Abelhas, os cupidos da natureza

Abelhas… campo. Abelhas… mel. Abelhas… ferroada. Abelhas… Macaulay Culkin em ‘O meu primeiro beijo’. É muito provável que estas sejam as suas primeiras associações e que não relacione as abelhas com o seu principal papel: são os melhores agentes polinizadores da natureza.

Antes de mais, recordemos as aulas de ciências. A polinização é o processo que garante a produção de frutos e sementes e a reprodução de diversas plantas, sendo um dos principais mecanismos de manutenção e promoção da biodiversidade na Terra. Para que ela ocorra, entram em ação os polinizadores, que são animais como abelhas, vespas, borboletas, pássaros, morcegos e outros pequenos mamíferos, responsáveis pela transferência do pólen entre as flores masculinas e femininas.

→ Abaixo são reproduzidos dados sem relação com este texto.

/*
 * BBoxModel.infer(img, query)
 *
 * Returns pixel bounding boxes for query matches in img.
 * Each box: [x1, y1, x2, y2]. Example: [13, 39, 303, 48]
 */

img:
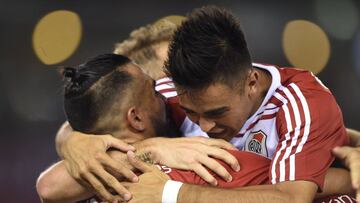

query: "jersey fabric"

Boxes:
[81, 150, 356, 203]
[157, 150, 271, 188]
[155, 63, 349, 191]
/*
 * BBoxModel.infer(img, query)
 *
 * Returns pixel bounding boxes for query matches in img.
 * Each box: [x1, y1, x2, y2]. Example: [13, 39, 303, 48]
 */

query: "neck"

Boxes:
[250, 68, 272, 116]
[113, 129, 146, 144]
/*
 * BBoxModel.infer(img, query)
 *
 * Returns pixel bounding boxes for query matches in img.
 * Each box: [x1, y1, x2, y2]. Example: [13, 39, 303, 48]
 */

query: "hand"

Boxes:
[146, 137, 240, 185]
[333, 147, 360, 202]
[121, 151, 170, 203]
[61, 131, 138, 202]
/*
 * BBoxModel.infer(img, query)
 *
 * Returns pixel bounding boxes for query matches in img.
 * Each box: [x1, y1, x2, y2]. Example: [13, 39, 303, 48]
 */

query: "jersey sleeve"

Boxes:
[269, 77, 349, 191]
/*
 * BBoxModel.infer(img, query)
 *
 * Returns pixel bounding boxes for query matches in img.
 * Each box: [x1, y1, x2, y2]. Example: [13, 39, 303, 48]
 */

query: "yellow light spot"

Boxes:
[282, 20, 330, 74]
[33, 10, 82, 65]
[154, 15, 186, 26]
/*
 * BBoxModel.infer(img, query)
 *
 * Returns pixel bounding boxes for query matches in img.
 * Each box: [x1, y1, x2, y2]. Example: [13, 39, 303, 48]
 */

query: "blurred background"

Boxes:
[0, 0, 360, 202]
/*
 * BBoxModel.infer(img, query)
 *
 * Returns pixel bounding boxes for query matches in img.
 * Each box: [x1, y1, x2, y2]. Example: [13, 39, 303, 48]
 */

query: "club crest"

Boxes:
[245, 130, 268, 157]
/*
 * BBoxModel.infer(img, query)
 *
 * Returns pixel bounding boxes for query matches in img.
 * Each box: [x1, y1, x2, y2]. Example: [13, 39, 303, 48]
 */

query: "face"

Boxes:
[129, 64, 168, 136]
[179, 83, 254, 141]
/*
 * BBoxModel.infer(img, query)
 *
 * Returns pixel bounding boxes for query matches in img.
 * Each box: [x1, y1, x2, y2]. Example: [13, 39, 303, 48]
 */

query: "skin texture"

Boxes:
[178, 68, 271, 141]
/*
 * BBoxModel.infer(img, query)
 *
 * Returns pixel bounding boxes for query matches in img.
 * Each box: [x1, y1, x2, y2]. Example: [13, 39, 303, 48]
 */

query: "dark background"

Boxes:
[0, 0, 360, 202]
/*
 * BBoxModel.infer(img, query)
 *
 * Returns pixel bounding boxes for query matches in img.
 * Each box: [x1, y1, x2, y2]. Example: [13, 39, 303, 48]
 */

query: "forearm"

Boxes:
[55, 121, 73, 158]
[178, 184, 294, 203]
[36, 161, 93, 203]
[178, 180, 317, 203]
[346, 128, 360, 147]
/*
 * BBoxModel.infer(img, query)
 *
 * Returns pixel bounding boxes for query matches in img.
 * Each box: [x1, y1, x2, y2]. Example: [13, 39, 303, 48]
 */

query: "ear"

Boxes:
[126, 106, 145, 131]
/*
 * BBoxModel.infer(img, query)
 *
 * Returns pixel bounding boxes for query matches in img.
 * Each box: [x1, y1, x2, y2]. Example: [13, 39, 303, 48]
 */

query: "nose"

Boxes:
[199, 117, 215, 133]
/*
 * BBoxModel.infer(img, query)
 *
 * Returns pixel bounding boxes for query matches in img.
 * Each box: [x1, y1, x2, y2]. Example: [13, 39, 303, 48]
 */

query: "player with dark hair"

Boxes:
[37, 54, 237, 202]
[38, 54, 350, 202]
[48, 8, 360, 202]
[121, 7, 349, 202]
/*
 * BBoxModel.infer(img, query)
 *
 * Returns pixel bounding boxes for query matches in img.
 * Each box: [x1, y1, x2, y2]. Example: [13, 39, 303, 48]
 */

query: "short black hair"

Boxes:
[165, 6, 251, 90]
[63, 54, 132, 134]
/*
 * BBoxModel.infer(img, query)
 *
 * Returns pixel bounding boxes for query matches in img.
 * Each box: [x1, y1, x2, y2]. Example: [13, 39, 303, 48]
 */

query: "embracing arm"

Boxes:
[178, 181, 317, 203]
[36, 161, 92, 203]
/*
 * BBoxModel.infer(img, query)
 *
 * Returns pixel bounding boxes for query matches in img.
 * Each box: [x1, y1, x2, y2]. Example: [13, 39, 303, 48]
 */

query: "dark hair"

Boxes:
[165, 6, 251, 89]
[63, 54, 132, 134]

Entre estes, as abelhas são os agentes mais adaptados, mais eficientes e, portanto, os mais importantes no processo de polinização. Existe até uma “fidelidade floral”, com a abelha-comum (Apis mellifera) a ser fiel à espécie de planta que seleciona polinizar, o que aumenta a eficácia do transporte do pólen de uma flor para outra. Sendo esta relação fauna-flora tão forte, percebe-se a necessidade de proteção dos diversos tipos de polinizadores existentes na natureza

Existem no mundo mais de 20 mil espécies de abelhas que formam um universo desconhecido. Vamos sobrevoá-lo.
As abelhas alimentam-se exclusivamente de recursos florais. Por isso, para suprir a sua necessidade alimentar, visitam uma grande variedade de flores, colhendo o pólen (fonte de proteína) e o néctar (para a produção do mel). A atividade de polinização é, portanto, uma ação involuntária dos polinizadores, mas essencial à vida das plantas, que se fazem valer de cheiros, cores e sabores para os atrair. As abelhas cumprem um papel imprescindível, transportando o pólen entre as plantas e garantindo, assim, a variação genética tão importante para o equilíbrio dos ecossistemas e para a reprodução das espécies.

A ameaça
A morte massiva das abelhas está a assombrar a apicultura em todo o mundo. Em menos de 15 anos, 50% a 90% das abelhas desapareceram da face da Terra. Não havendo apenas uma razão para o declínio dos polinizadores, é certo que agroquímicos, desmatamento, queimadas, doenças, ácaros, mudanças climáticas e défice nutricional estão entre as inúmeras causas que explicam o fenómeno “Colony Collapse Disorder” (termo que descreve esta situação). Se quiser saber mais sobre este assunto, veja o documentário “Mais que Mel”, nomeado para o Óscar de melhor filme estrangeiro em 2014, que investiga as causas do desaparecimento das abelhas e explica que, sem a polinização feita pelas mesmas, a maioria das nossas frutas e legumes desapareceriam.

A consequência
Sem as abelhas, a renovação das matas e florestas, a produção mundial de frutas e grãos, o equilíbrio dos ecossistemas e a biodiversidade sofreriam um sério impacto, o que afetaria diretamente o ser humano de várias formas. Não só se perderia boa parte da produção de oxigénio, devido à diminuição da vegetação, como não haveria alimento suficiente para abastecer a necessidade atual da humanidade. Culturas como as da amêndoa, maçã, mirtilo, pêssego, laranja, pera, melão, melancia, café, abacate, morango, pepino, algodão, soja, abóbora, cebola, castanhas, entre várias outras, dependem diretamente da polinização feita pelas abelhas.

Por tudo isto, a proteção das abelhas é um tema incontornável, uma vez que são estas que garantem o equilíbrio do ecossistema e a preservação da biodiversidade.

Agora que sabe que as abelhas têm uma vida curta (55 dias, no caso das abelhas-operárias), mas um papel fundamental na natureza, vai continuar a bater-lhes as palmas mas por outras razões.